Gender norms and stereotypes constrain the opportunities of both women and men, girls and boys, through different pathways. Most inequalities based on gender norms have historically put females at a disadvantage. Yet in some domains, reverse gender gaps are appearing, such as in male mortality in some European and Central Asian countries and male school dropout rates in the Caribbean and elsewhere.
Despite some significant gains, an estimated 130 million girls globally are out of school. Only 23 percent of low-income countries have achieved gender parity at primary level and 15 percent at secondary level. In contrast, 79 percent of middle- and high-income countries have achieved parity at primary level and 41 percent at secondary level.
More than one-third of countries are still to achieve gender parity in primary education. Where there is disparity, this is at the expense of girls in more than 80% of countries. In 2014, 54% of countries had not achieved gender parity in lower secondary education and 77% in upper secondary.

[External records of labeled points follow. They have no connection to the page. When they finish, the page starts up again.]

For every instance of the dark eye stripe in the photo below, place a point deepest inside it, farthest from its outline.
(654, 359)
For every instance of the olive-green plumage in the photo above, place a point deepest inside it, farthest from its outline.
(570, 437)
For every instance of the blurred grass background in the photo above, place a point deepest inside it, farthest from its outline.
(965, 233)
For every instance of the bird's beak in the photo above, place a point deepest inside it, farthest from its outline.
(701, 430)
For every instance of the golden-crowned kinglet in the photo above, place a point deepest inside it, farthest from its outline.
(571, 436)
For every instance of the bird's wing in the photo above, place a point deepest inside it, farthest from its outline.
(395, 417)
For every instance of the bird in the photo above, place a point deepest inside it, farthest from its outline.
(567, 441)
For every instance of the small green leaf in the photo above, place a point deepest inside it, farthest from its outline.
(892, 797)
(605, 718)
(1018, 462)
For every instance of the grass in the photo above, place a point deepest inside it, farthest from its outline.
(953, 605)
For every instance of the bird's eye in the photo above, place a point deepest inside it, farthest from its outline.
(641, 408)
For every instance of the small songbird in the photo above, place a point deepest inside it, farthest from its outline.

But issues of learning and quality of services remain, and in some regions, reverse gender gaps—whereby males are disadvantaged—are appearing at secondary and tertiary levels.
Globally, women’s labor force participation has stagnated and indeed fallen from 52 percent in 1990 to 49 percent in 2016. Women remain half as likely as men to have full-time wage jobs. Those who have paid work earn up to one-third less than men, partly as a result of occupational sex segregation. Women are more likely to engage in low-productivity work and work in informal sector, and they spend at least twice as much time on unpaid domestic work and care activities as men; they contribute significant unpaid work, about 58 percent, to family enterprises and farms.
Across the world, women are overrepresented in education and health; equally represented in social sciences, business, and law; and underrepresented in engineering, manufacturing, construction, and science. As with enrollment and completion, these choices matter because they translate into gender differences in employment, productivity, and earnings.
The credit gap for formal women-owned small and medium-sized enterprises is estimated at about US$300 billion dollars globally. Nor is the gender gap in account ownership closing: In 2011, 47 percent of women and 54 percent of men had an account; in 2014, 58 percent of women had an account, compared to 65 percent of men—a 7 percent gap.
In many countries, women face legal and social barriers that prevent them from owning or inheriting assets, opening bank accounts, or accessing credit on their own. In 2016, 137 countries had laws on the books against domestic violence, up from 13 in 1995. Yet gender-based violence—perhaps the most extreme constraint on voice and agency—remains a global epidemic, affecting more than one in three women over the course of a lifetime. Women also hold roughly twice as many parliamentary seats as they did about 20 years ago, but that’s still only about 23 percent of seats globally.